La storia economica e finanziaria dimostra quanto sia difficile sottrarsi a questa dinamica. Nonostante le lezioni del passato, le bolle speculative continuano a ripetersi e nuovi fenomeni di euforia collettiva emergono regolarmente attorno a tecnologie, settori o asset finanziari considerati rivoluzionari.


La fissazione: quando si continua a ripetere lo stesso errore

Accanto all'effetto gregge, Cocco individua un secondo bias particolarmente rilevante: la fissazione.


In psicologia viene spesso descritta come la tendenza a perseverare in un comportamento o in una convinzione anche quando l'evidenza suggerisce la necessità di cambiare approccio. Sigmund Freud parlava di "coazione a ripetere", cioè della tendenza a riprodurre schemi già sperimentati pur sapendo che non conducono ai risultati desiderati.

Applicata alla geopolitica, questa dinamica può tradursi nell'incapacità di esplorare soluzioni alternative a problemi complessi. Nel caso europeo, secondo Cocco, uno degli esempi più evidenti riguarda il rapporto con la Russia.


Al di là delle posizioni politiche e delle responsabilità del conflitto, il rischio è che l'Europa si trovi intrappolata in una logica che rende sempre più difficile immaginare percorsi diplomatici e strategie di lungo periodo capaci di ricostruire forme di cooperazione economica e di sicurezza condivisa.

Il problema non è tanto individuare chi abbia ragione o torto. Il problema è comprendere se esista ancora la capacità di immaginare scenari diversi rispetto a quelli attualmente dominanti.


Perché la psicologia conta anche nella geopolitica

Le riflessioni di Cocco evidenziano un aspetto spesso trascurato del dibattito pubblico: le grandi decisioni collettive non sono mai completamente razionali.

Economia, politica e geopolitica vengono frequentemente descritte come sistemi governati da logiche oggettive e da interessi ben definiti. In realtà sono influenzate da percezioni, paure, convinzioni e meccanismi cognitivi che condizionano profondamente il comportamento dei decisori.

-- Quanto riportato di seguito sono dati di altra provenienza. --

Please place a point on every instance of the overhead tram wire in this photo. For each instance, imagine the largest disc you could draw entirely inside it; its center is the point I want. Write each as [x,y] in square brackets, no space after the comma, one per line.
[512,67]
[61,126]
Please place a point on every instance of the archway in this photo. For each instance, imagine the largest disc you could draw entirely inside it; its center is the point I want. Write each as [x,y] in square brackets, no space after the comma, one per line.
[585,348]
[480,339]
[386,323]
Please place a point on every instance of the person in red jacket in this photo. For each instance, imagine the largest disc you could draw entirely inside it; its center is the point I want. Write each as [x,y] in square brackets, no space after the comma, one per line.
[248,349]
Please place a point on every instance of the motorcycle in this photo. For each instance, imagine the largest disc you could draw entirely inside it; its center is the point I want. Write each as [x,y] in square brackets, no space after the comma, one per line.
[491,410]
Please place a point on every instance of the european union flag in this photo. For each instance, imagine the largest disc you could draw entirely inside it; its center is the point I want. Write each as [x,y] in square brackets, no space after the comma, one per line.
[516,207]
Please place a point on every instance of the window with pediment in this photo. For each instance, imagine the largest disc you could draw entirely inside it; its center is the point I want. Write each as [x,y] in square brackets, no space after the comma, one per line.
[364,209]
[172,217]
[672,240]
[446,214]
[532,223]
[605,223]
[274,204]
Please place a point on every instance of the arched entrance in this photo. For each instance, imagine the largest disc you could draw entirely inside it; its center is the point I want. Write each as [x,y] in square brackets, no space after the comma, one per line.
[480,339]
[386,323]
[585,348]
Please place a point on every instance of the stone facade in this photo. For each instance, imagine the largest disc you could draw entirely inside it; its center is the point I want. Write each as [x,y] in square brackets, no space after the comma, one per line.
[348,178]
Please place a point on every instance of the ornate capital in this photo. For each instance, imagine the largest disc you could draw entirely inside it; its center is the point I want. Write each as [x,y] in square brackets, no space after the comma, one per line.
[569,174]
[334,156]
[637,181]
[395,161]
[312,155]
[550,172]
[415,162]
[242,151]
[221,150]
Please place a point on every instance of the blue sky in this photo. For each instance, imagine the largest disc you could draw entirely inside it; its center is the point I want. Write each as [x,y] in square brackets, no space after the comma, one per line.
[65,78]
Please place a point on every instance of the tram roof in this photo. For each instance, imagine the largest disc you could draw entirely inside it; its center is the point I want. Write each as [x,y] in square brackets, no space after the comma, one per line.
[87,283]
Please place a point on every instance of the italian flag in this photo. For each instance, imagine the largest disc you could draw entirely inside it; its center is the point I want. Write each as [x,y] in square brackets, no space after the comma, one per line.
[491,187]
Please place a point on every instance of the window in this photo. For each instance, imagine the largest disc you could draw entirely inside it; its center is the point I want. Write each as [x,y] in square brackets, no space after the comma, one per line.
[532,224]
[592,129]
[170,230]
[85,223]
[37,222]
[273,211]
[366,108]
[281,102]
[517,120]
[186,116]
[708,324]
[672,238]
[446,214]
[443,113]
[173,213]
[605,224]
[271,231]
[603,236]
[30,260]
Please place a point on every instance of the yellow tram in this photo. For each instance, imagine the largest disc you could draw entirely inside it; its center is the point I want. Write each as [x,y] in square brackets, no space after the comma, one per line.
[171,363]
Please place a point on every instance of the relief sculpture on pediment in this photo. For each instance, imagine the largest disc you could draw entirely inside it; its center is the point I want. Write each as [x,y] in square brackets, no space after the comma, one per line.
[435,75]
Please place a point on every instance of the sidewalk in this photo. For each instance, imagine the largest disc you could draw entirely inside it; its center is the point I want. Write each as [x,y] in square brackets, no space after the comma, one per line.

Comprendere questi processi non significa ridurre la complessità della geopolitica a una questione psicologica. Significa però riconoscere che dietro ogni scelta strategica esistono individui e istituzioni che possono commettere errori di valutazione esattamente come accade nei mercati finanziari.


Ed è forse proprio questa consapevolezza a rappresentare uno degli strumenti più utili per interpretare il futuro dell'Europa. Perché prima ancora di cambiare le strategie, potrebbe essere necessario imparare a riconoscere le distorsioni che influenzano il modo in cui quelle strategie vengono costruite.